Que respalde semejante patente de corso de Hollywood al holocausto en Gaza no resulta nada extraño en Stallone, quien puso rostro al ultraimperialista personaje de Rambo en aquella ignominiosa tetralogía; ni tampoco en Arnold, protagonista de engendros pro-carnicerías yankis como Daños colaterales; el hombre cuya gobernatura en California intentó abolir las bibliotecas. El ex actor porno y la mole austríaca, reunidos para su ancianidad en la aparentemente inofensiva trilogía Los mercenarios, comparten detestables patrones ideológicos y profesan ambos un sentimiento desmedido de gratitud por las administraciones del país donde se hicieron famosos.
Que cartas semejantes provengan de Hollywood resulta harto usual en nuestro torcido mundo. Se trata del principal aliado histórico de Washington, su misil más poderoso, el colaborador indispensable del Pentágono. El cine norteamericano está defendiendo la “causa” de sus gobiernos desde hace dos siglos. Una película bélica como Lone Survivor (2013, de estreno reciente en todo el mundo), tan en la línea tradicional del género allí, supone una afrenta imperial de consecuencias análogas a las de cualquier bombardeo real.
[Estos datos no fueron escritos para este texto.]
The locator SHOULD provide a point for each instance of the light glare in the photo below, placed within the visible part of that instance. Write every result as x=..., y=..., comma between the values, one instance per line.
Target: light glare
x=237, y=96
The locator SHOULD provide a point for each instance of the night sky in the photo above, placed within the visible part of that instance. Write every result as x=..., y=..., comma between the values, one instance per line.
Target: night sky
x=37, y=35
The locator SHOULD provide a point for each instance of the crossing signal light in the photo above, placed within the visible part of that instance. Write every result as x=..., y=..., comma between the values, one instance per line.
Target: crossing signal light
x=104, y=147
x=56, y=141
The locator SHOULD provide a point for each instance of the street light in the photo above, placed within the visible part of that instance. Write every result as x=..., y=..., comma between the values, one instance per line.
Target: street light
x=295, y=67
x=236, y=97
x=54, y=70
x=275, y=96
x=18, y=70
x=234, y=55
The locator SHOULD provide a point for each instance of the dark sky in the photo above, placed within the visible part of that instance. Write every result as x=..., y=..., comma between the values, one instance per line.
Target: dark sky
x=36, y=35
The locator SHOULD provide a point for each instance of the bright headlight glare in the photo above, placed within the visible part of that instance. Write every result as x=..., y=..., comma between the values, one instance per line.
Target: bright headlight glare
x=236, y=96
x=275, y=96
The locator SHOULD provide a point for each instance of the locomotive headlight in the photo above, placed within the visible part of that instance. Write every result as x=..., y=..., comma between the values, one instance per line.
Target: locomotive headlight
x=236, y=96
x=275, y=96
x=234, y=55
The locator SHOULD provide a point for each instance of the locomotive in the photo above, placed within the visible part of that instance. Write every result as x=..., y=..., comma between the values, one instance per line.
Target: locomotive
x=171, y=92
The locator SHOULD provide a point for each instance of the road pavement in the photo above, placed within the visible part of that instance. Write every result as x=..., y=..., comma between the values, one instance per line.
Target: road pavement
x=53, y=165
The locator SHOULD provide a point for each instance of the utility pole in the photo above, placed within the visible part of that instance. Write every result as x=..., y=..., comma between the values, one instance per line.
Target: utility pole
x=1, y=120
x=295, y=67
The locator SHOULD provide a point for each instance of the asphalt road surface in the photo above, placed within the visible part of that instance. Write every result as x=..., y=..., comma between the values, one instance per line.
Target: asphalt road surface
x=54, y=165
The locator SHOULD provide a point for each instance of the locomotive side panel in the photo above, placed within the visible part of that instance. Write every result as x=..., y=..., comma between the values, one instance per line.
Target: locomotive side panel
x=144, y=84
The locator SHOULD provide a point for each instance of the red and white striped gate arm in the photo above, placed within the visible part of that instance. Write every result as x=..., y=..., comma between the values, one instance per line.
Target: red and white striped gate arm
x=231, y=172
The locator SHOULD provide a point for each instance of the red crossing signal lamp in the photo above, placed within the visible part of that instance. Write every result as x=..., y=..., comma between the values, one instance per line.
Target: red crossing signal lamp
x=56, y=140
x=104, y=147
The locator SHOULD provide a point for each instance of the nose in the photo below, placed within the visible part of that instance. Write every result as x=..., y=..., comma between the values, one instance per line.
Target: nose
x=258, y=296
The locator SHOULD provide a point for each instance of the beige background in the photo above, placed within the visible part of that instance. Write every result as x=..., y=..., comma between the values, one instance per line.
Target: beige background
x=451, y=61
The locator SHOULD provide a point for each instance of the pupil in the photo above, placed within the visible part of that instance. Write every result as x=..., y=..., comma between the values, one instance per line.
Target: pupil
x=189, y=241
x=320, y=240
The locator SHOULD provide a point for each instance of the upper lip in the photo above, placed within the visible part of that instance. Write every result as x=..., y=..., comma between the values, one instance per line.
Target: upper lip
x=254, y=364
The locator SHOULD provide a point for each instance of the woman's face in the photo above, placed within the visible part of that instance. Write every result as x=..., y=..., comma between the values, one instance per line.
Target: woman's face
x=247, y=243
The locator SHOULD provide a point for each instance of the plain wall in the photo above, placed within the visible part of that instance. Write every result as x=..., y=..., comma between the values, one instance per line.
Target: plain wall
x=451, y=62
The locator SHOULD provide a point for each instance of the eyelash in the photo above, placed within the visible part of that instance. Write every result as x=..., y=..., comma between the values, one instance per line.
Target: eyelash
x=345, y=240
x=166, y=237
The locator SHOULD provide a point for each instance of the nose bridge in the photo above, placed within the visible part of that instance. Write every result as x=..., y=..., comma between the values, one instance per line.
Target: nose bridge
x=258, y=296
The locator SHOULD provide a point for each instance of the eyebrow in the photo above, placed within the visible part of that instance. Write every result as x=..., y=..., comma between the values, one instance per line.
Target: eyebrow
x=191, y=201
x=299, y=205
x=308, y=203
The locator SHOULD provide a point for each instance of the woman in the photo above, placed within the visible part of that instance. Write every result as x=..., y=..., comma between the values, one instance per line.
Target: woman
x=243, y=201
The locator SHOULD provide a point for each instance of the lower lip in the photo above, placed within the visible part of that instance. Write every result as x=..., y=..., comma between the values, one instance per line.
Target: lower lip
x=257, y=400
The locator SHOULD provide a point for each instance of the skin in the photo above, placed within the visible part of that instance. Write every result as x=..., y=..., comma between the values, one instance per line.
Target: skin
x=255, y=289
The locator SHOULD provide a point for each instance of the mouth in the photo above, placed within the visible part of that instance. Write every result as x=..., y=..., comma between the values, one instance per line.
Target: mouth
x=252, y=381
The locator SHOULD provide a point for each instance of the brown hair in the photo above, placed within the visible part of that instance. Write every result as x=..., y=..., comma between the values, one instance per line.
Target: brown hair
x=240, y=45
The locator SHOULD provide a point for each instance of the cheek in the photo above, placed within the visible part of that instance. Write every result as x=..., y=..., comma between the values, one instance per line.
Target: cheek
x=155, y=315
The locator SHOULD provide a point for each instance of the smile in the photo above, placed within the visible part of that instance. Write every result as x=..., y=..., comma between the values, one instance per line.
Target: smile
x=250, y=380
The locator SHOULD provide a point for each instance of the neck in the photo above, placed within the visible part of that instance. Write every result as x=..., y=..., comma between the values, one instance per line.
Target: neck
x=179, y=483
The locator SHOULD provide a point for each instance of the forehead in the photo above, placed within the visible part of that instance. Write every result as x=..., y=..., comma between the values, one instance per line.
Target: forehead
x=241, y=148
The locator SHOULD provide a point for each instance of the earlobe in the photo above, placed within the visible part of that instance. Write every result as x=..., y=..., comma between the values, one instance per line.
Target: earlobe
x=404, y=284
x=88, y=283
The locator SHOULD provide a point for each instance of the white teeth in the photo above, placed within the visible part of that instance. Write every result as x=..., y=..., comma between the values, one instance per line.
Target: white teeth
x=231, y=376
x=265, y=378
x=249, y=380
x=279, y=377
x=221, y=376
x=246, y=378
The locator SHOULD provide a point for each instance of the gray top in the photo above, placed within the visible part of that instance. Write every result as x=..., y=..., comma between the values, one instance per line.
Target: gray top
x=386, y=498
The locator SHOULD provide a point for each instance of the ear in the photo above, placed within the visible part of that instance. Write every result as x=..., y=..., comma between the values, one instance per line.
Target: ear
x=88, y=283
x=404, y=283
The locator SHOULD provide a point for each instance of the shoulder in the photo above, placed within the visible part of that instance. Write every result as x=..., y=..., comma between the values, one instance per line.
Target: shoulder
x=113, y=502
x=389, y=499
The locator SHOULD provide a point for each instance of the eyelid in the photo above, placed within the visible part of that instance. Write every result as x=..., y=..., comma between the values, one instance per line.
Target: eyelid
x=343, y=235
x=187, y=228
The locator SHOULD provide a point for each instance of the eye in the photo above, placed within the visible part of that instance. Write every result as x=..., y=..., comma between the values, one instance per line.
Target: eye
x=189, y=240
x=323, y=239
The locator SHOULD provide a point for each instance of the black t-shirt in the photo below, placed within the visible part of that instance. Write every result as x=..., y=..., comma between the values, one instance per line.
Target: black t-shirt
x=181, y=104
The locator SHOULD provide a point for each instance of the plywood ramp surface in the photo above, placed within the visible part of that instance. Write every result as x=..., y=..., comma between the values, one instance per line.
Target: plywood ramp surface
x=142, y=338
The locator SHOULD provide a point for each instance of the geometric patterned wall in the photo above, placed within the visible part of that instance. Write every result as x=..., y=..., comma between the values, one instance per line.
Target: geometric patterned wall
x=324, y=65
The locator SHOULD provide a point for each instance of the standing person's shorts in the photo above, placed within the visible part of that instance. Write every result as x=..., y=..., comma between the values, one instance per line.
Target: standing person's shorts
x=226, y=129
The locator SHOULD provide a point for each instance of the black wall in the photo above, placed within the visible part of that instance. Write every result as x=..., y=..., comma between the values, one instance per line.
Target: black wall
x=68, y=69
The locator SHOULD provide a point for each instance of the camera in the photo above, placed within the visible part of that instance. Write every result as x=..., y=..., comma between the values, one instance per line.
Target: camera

Solo mediante la inmersión definitiva de cinematografías nacionales, la articulación de propuestas alternativas al discurso hegemónico, la educación estética y la cultura política de las nuevas generaciones, el mundo podrá salir, algún día, de la colonización audiovisual norteamericana. Sin renunciar al magnífico cine y la formidable teleficción realizados en esa nación. Se trata tan solo de abjurar de la mentira, del patrioterismo, la doctrina del destino manifiesto, la sublimación de un modelo cultural; nunca de ignorar el extraordinario patrimonio fílmico de los Estados Unidos.
Cuando eso suceda, cuando exista una cultura universal basada en el acceso real a todos los conocimientos o modelos de pensamiento, nadie se sentirá confundido a la hora de saber dónde está la verdad: si en la carta de los cineastas españoles contra el genocidio en Gaza, o en la de los gringos nativos o nacionalizados a favor del asesinato masivo contra el pueblo palestino.